Using BigQuery data canvas: a deep dive

BigQuery data canvas in action

To give you a better sense of how the impact BigQuery data canvas can have in your organization, let’s take an example. Companies of all sizes, from large enterprises to small startups, can benefit from a deeper understanding of their developer team’s productivity. In this technical deep dive, we’ll show you how to use the github_repos public dataset with data canvas to generate valuable insights in a shareable workspace. Through this example, you’ll see how data canvas makes it easy to perform complex queries — allowing you to create SQL that joins and unnests nested fields, converts timestamps, extracts month/year from date fields, and more. With Gemini’s capabilities, you can easily generate these queries and explore your data, with insightful visualizations, all using natural language.

Please note that as with many new AI products and services today, you need strong prompt engineering skills for the successful use of any LLM-enabled application. Many may perceive that out-of-the-box large language models (LLMs) are not good at generating SQL. But in our experience, with the right prompting techniques, Gemini in BigQuery via data canvas can generate complex SQL queries with the context of your data corpus. We see that data canvas determines the sorting, grouping, ordering, limiting the record count and SQL structure based on natural language queries. To learn about engineering prompts for BigQuery data canvas, check out our other blog post, BigQuery BigQuery Data Canvas: Prompting Best Practices.
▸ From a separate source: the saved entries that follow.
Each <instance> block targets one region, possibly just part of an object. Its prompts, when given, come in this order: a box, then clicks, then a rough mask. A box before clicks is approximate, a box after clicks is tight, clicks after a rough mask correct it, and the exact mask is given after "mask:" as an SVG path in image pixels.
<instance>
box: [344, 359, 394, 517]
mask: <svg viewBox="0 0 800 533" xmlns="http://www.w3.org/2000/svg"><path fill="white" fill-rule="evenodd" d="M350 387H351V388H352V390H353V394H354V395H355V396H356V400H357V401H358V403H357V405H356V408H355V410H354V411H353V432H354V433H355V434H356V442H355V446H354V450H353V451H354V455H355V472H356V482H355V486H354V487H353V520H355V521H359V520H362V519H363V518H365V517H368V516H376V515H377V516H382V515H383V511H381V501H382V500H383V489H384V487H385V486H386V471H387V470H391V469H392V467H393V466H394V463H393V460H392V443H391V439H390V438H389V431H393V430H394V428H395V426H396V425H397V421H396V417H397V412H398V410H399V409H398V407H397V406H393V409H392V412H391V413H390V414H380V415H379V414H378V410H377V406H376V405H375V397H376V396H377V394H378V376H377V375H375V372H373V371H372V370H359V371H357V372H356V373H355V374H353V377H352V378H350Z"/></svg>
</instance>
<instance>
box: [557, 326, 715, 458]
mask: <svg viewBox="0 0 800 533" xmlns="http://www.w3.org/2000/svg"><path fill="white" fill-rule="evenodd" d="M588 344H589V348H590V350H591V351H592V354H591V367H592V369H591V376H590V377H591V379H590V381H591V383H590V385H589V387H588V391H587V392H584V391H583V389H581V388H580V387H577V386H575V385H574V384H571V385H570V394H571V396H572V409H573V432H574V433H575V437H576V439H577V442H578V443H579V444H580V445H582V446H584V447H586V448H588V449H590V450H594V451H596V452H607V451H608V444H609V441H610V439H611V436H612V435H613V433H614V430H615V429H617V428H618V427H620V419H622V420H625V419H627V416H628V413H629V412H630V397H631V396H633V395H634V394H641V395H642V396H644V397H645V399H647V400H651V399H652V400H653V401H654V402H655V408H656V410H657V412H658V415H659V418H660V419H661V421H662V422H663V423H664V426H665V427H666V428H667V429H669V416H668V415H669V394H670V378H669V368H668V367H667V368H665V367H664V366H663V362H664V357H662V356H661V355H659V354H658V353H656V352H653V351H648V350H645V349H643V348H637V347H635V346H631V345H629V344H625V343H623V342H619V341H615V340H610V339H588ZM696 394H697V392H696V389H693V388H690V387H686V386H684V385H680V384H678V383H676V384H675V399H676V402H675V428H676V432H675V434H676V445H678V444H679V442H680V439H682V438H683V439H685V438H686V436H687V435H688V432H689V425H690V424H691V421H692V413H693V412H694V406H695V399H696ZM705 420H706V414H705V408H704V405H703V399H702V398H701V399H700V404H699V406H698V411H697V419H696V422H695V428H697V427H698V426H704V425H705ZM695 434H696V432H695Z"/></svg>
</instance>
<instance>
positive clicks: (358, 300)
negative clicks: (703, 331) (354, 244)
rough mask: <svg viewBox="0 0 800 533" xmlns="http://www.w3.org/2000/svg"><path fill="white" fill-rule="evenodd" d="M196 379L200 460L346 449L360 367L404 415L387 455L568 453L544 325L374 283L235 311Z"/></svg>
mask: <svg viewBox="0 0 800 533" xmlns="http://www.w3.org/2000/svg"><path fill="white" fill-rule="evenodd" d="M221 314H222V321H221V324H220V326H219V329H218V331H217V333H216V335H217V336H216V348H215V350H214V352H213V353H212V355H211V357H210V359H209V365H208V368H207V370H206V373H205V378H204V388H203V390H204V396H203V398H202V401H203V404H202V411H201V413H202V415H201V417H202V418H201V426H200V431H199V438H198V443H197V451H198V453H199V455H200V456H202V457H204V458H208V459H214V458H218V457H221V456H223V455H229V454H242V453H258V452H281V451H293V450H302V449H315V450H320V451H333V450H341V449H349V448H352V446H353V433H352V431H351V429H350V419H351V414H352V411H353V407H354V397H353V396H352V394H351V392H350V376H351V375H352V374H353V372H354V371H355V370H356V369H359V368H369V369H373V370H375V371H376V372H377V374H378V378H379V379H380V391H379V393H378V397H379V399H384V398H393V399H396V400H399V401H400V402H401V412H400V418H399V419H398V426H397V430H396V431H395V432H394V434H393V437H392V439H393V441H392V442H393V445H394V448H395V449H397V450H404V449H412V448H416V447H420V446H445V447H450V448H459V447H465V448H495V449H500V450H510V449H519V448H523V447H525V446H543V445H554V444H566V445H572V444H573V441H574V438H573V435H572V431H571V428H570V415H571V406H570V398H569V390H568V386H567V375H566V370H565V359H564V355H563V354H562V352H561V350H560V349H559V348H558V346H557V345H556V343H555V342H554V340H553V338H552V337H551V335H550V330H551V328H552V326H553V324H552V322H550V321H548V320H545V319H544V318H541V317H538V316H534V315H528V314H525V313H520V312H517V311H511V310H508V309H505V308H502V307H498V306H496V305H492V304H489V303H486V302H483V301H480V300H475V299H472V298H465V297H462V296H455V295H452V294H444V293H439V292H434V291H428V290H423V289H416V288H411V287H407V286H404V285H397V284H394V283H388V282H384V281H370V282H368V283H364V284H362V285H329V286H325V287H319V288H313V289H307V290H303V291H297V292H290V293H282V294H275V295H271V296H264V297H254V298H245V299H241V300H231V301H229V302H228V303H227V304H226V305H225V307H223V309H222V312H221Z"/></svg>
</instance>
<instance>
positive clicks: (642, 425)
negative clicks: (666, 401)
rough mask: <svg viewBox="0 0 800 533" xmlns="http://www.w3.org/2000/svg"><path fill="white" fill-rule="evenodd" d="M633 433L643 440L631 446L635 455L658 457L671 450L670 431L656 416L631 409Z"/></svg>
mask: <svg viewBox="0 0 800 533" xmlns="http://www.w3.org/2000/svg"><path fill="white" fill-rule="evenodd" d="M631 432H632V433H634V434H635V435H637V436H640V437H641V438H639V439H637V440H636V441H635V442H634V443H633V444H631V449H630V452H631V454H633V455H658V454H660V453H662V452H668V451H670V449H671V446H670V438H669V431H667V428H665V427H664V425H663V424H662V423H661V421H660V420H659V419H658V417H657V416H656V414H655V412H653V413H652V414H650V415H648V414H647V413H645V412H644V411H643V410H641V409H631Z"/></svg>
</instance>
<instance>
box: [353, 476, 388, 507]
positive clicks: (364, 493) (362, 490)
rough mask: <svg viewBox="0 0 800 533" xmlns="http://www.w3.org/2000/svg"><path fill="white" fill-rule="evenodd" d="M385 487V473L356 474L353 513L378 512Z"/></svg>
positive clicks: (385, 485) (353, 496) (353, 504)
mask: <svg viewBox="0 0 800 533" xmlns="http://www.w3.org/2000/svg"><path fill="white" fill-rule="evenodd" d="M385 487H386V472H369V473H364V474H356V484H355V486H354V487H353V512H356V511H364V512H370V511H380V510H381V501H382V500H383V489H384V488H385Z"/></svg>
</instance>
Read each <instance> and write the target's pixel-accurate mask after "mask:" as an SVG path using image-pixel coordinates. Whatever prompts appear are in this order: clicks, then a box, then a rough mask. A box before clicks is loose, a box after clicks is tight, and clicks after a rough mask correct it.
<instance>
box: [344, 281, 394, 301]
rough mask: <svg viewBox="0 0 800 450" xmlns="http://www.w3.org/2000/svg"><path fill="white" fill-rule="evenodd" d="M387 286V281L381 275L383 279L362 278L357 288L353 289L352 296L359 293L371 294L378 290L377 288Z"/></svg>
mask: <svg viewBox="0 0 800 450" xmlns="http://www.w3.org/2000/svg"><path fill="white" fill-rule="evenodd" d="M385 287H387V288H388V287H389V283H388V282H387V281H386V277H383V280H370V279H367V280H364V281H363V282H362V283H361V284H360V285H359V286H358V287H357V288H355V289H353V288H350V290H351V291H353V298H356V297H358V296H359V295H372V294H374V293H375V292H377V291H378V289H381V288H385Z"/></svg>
The github_repos dataset, available in Bigquery Public Datasets, is a 3TB+ dataset that contains activity on 3M+ open-source repositories about commits, watch counts, etc., in multiple tables. For this example, we want to look at Google Cloud Platform repository. As always, ensure you have the proper IAM permissions before getting started. Along with these, ensure you have proper permissions to the data canvas and datasets to run nodes successfully.

Exploring each of the tables within the github_repos dataset is easy to do with data canvas. Here, we compare datasets side-by-side, examine schema, details, and preview data, all in the same panel.